If someone says "look, I'll do the work, and I will be excellent, but you have to pay me $150k a year or I walk" I would doubt that were that serious about helping other people. They'd sound more like your classic corporate lawyer than an effective effective altruist.
Adding to my other comment, there are several reasons I might choose a different job if I were paid <<150k, even as someone who is basically dedicated to maximizing my impact.
I'm not quite sure I understand the argument. One interpretation of it is that higher salaries don't actually have positive incentive effects on recruitment, motivation, etc. It would be good to have more data on that, but my sense is that they do have an effect. With respect to this argument, one needs to consider how high salaries are as a fraction of the monetised impact of the jobs in question. If that fraction is low, as Thomas Kwa suggests, then it could be worth increasing salaries substantially even if the effect on impact (in terms of percentages) is relatively modest.
Another interpretation is that one needs to pay low salaries to filter for value-alignment. I discussed that argument critically in two of my posts.
Hmm, I don't think you've engaged with my point: there's something odd about very altruistically capable people requiring very high salaries, lest they choose to go and do non-impactful jobs instead. The charity section famously has lower salaries because the work is more intrinsically rewarding than regular corporate fare.
The salaries might have an effect, but I don't think you've shown that in this case - the linked tweet is anecdata. A possibility is that higher salaries in one EA org just pull the better candidates to that org. So I want evidence showing it is pulling in 'new' candidates.
I'm not sure about the fraction of monetised impact bit of that relevant. As someone who runs an org, I only have access to my budget, not the monetised impact - a job might have '£1m a year of impact', but that's um, more than 4x HLI's budget. For someone with enormous resources, eg Open Phil, it might make more sense to think like this.
Of course, it might be that we just have different meanings of 'high' and I would have welcomed if you'd offered a operationalisation in your discussion. I'm not sure I disagree with your conclusion, I just don't think you've proved your case.
I thought it was because there's no profit to be made doing the work.
I was trying to understand your argument, and suggested two potential interpretations.

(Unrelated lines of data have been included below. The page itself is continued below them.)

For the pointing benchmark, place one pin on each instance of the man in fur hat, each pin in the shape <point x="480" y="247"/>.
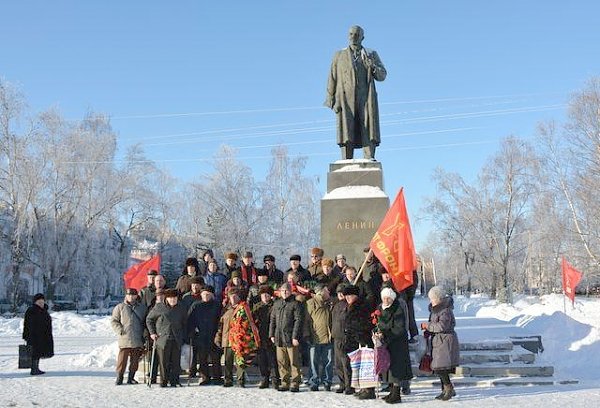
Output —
<point x="230" y="264"/>
<point x="247" y="268"/>
<point x="295" y="266"/>
<point x="357" y="330"/>
<point x="196" y="284"/>
<point x="128" y="322"/>
<point x="167" y="326"/>
<point x="203" y="320"/>
<point x="316" y="255"/>
<point x="328" y="277"/>
<point x="184" y="283"/>
<point x="285" y="331"/>
<point x="267" y="357"/>
<point x="275" y="275"/>
<point x="318" y="325"/>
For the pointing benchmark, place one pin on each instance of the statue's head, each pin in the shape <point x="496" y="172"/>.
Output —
<point x="356" y="35"/>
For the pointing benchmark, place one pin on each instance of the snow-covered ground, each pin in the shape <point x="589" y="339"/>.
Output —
<point x="82" y="372"/>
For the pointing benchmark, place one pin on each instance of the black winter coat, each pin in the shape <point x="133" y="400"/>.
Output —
<point x="37" y="332"/>
<point x="168" y="322"/>
<point x="203" y="321"/>
<point x="338" y="319"/>
<point x="261" y="312"/>
<point x="287" y="320"/>
<point x="358" y="326"/>
<point x="392" y="324"/>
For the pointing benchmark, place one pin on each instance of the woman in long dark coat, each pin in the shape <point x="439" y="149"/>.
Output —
<point x="392" y="326"/>
<point x="445" y="347"/>
<point x="37" y="332"/>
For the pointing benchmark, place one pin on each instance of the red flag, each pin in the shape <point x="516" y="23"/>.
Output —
<point x="571" y="278"/>
<point x="135" y="277"/>
<point x="393" y="245"/>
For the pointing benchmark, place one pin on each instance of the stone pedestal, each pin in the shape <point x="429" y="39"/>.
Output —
<point x="353" y="208"/>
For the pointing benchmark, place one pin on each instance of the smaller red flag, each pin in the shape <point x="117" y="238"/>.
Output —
<point x="571" y="278"/>
<point x="393" y="244"/>
<point x="135" y="277"/>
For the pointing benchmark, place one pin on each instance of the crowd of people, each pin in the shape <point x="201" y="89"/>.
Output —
<point x="281" y="321"/>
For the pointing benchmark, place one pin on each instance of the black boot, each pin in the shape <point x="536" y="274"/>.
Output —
<point x="368" y="394"/>
<point x="131" y="379"/>
<point x="448" y="392"/>
<point x="441" y="394"/>
<point x="394" y="396"/>
<point x="405" y="387"/>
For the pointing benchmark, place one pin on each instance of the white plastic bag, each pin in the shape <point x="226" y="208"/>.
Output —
<point x="186" y="357"/>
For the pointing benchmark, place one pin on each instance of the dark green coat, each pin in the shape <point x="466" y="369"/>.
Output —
<point x="392" y="324"/>
<point x="262" y="317"/>
<point x="168" y="322"/>
<point x="287" y="319"/>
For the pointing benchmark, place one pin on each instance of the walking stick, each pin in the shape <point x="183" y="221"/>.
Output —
<point x="190" y="361"/>
<point x="144" y="357"/>
<point x="152" y="364"/>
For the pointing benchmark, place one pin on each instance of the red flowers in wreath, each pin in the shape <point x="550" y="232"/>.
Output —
<point x="243" y="335"/>
<point x="375" y="317"/>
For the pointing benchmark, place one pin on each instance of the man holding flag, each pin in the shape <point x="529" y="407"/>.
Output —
<point x="136" y="276"/>
<point x="393" y="244"/>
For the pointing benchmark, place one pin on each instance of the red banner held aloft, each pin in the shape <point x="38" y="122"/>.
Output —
<point x="571" y="278"/>
<point x="135" y="277"/>
<point x="393" y="244"/>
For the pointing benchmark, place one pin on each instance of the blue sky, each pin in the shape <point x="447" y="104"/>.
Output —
<point x="184" y="77"/>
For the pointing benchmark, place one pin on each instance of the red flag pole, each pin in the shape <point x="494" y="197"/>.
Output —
<point x="362" y="266"/>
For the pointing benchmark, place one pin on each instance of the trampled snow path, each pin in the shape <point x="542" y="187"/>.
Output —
<point x="82" y="372"/>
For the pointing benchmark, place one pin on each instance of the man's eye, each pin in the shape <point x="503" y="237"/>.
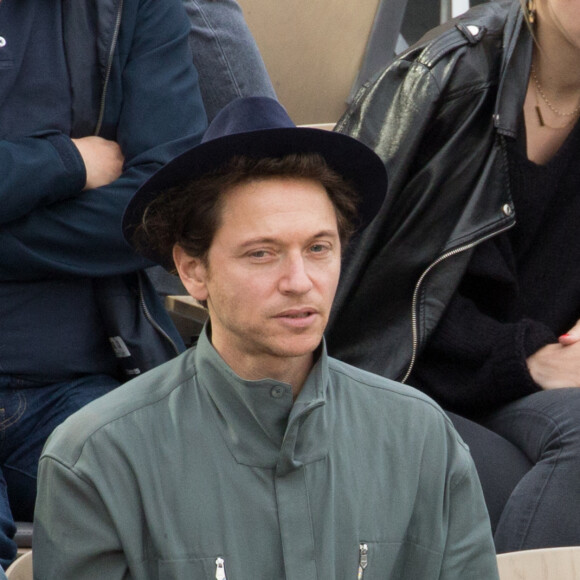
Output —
<point x="259" y="254"/>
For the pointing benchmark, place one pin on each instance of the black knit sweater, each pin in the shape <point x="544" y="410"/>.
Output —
<point x="521" y="290"/>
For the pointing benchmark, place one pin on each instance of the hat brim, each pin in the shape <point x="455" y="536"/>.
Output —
<point x="351" y="159"/>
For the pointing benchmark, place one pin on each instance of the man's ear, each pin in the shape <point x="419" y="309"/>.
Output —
<point x="192" y="271"/>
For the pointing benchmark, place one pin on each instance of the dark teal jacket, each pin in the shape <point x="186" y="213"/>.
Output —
<point x="132" y="80"/>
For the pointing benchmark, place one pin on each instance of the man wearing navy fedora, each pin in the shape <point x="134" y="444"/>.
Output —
<point x="255" y="455"/>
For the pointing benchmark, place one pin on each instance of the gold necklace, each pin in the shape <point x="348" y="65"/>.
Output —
<point x="540" y="92"/>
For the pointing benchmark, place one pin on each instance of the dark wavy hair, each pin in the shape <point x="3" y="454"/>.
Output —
<point x="190" y="214"/>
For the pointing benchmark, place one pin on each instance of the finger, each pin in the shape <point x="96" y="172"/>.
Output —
<point x="571" y="337"/>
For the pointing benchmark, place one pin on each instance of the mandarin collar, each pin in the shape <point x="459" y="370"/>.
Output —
<point x="261" y="424"/>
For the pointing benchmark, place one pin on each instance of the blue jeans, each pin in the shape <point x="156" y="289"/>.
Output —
<point x="540" y="488"/>
<point x="225" y="54"/>
<point x="29" y="412"/>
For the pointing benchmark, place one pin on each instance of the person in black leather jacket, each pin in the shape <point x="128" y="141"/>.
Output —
<point x="466" y="278"/>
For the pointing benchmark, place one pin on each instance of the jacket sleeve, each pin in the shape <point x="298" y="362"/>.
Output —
<point x="36" y="171"/>
<point x="475" y="360"/>
<point x="161" y="115"/>
<point x="73" y="523"/>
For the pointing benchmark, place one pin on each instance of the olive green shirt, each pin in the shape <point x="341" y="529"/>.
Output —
<point x="189" y="472"/>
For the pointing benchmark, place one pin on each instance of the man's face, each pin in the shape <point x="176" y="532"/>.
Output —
<point x="271" y="273"/>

I don't understand where you're trying to go with these sorts of claims. I'm saying that I believe that compensation helps recruitment and similar, and therefore increase impact; and that I don't think that higher compensation harms value-alignment to the extent that's often claimed. How do the quoted claims relate to those arguments? And if you are trying to make some other argument, how does it influence impact?
It's relevant because orgs' budgets aren't fixed. Funders should take the kind of reasoning I outline here into account when they decide how much to fund an org.
I've been very clear that I don't have non-anecdotal evidence, and called for more research in my post.
I liked this series, and agree with a lot of it. But (unless I missed this) I think you omitted an important problem of using low salaries as a proxy for value alignment: it is a much more meaningful proxy for some people than others. Low salaries might filter out people who aren’t value aligned, but they will also filter out people who are very value aligned but can’t accept low salaries because of e.g. high medical bills, having dependents to support, student loans, etc. This interferes with the goal of finding the best candidates, and exacerbates EA’s tendency toward elitism.
Thanks, good point. I agree that this is an additional problem for that strategy. My discussion about it wasn't very systematic.